Published experimental measurements on deformed metal crystals show distinct pattern formation, in which dislocations, of the geometrically necessary kind, are arranged in wall and cell structures. This particular subset of signed dislocations, which have a net Burgers vector, are the main source for the observed size-effects and are directly linked to the gradients in plastic strain. It is clear that many challenges are associated with modeling dislocation structures, within a framework based on continuum fields, however, since the strain gradient effects are attributed to the dislocation micro-structure, it is a natural step, in the further development of gradient theories, to focus on their ability to capture realistic micro-structural evolution.

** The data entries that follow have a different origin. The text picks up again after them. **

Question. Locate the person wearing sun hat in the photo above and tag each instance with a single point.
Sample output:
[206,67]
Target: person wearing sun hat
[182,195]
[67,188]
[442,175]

This challenge is the main focus of the present thesis, which takes as starting point a non-work conjugate type back stress based higher order crystal plasticity theory. Within this framework, several possibilities for the back stress relation are formulated, based on a postulate of a gradient energy as well as by engaging in a phenomenological approach. Through an extensive numerical investigation, the proposed back stress formulations are shown to o er novel modeling capabilities both in terms of micro-structural predictions but also in terms of capturing complex macroscopic behavior tied to the presence of long range internal stresses.

A formulation based on a near linear gradient energy reveals striking similarities to formulations based on discrete dislocation theory, and shows promising capabilities within the adopted higher order theory. Moreover, the present work offers new insight into plane strain modeling of face centered cubic crystals.